TL;DR
This paper introduces a practical, camera-agnostic framework for low-light image enhancement that jointly improves illumination, color, and noise removal through a progressive, multi-branch approach suitable for real-world applications.
Contribution
The proposed framework enables joint low-light enhancement and denoising without camera-specific data collection, using a dual-branch design for efficient adaptation and high-quality results.
Findings
Outperforms state-of-the-art methods in real-world low-light scenarios.
Reduces data collection efforts for different camera models.
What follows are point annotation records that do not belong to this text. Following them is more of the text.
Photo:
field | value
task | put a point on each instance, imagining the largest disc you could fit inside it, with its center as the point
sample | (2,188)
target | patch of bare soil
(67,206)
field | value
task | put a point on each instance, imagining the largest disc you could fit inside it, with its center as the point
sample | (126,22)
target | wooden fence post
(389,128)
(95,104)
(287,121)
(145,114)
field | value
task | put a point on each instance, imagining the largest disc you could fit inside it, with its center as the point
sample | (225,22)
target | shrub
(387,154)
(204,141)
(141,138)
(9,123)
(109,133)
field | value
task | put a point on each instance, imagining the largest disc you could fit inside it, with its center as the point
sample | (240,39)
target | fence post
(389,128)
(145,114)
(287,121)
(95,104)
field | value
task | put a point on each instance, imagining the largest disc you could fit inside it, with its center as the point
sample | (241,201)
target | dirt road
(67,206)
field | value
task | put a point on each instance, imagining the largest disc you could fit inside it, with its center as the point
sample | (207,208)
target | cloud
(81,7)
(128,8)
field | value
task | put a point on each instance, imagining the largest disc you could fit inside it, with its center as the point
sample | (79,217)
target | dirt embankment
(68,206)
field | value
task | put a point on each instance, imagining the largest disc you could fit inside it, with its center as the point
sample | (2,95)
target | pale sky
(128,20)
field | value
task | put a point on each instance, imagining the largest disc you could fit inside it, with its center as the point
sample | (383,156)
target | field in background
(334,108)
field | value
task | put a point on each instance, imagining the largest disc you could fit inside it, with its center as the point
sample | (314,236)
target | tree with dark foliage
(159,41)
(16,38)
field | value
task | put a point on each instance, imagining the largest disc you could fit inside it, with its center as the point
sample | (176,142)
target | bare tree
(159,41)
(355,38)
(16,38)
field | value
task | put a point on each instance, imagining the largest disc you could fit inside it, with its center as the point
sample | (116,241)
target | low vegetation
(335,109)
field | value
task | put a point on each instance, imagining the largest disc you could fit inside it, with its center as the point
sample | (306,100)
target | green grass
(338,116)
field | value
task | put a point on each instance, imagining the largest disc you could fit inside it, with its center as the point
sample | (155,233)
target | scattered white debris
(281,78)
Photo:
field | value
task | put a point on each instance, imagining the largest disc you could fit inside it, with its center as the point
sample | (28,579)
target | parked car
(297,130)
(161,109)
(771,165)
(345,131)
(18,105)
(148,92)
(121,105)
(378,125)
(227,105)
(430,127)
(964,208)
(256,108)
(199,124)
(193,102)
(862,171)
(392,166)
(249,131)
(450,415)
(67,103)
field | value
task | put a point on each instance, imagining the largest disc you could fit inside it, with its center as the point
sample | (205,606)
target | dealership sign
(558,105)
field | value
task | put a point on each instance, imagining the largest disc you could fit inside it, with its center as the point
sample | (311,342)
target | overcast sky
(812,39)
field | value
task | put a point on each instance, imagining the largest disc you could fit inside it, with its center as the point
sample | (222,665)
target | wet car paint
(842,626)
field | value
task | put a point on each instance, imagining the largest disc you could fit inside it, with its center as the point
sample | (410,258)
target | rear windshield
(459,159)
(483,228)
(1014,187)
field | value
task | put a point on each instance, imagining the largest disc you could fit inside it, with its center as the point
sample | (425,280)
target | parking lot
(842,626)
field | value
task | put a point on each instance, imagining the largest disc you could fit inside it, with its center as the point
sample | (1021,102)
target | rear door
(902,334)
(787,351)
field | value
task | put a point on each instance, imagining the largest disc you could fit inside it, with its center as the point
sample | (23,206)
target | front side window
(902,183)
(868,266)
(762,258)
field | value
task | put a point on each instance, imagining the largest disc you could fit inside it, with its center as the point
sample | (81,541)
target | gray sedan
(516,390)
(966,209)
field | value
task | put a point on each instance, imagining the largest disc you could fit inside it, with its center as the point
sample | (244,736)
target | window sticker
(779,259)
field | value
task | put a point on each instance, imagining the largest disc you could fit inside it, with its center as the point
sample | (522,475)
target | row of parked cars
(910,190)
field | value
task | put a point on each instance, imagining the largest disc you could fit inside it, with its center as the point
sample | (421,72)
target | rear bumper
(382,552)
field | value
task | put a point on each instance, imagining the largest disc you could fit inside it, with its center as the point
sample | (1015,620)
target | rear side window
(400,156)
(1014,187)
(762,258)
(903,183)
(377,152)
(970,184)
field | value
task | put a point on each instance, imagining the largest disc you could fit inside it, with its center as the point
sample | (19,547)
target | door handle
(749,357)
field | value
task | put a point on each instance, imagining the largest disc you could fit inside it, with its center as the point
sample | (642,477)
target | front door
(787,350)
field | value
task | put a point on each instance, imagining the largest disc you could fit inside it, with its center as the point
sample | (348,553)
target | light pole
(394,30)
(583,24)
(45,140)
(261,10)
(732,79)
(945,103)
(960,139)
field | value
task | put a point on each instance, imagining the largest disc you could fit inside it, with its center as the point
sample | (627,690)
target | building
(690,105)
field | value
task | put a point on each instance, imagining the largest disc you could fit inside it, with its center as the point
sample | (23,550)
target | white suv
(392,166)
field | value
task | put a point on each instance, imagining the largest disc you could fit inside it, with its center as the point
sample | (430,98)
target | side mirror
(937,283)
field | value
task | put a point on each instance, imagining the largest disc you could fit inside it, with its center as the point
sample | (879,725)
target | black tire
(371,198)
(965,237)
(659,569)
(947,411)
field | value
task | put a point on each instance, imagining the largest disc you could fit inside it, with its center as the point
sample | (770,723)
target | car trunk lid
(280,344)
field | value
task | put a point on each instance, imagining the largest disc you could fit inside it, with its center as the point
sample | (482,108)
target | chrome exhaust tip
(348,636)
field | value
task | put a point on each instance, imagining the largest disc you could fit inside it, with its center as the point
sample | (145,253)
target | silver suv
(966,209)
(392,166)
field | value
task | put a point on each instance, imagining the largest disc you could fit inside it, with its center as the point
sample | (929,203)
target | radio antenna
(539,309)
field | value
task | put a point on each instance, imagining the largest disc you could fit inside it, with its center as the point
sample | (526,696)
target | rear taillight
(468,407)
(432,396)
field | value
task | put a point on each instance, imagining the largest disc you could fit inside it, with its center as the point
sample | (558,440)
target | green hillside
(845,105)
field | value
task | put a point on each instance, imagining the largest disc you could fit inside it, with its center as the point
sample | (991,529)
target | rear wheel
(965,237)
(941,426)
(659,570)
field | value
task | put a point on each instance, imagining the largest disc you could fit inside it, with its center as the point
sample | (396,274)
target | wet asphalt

Effectively combines enhancement and denoising in a progressive manner.
Abstract
Low-light imaging on mobile devices is typically challenging due to insufficient incident light coming through the relatively small aperture, resulting in a low signal-to-noise ratio. Most of the previous works on low-light image processing focus either only on a single task such as illumination adjustment, color enhancement, or noise removal; or on a joint illumination adjustment and denoising task that heavily relies on short-long exposure image pairs collected from specific camera models, and thus these approaches are less practical and generalizable in real-world settings where camera-specific joint enhancement and restoration is required. To tackle this problem, in this paper, we propose a low-light image processing framework that performs joint illumination adjustment, color enhancement, and denoising. Considering the difficulty in model-specific data collection and the ultra-high…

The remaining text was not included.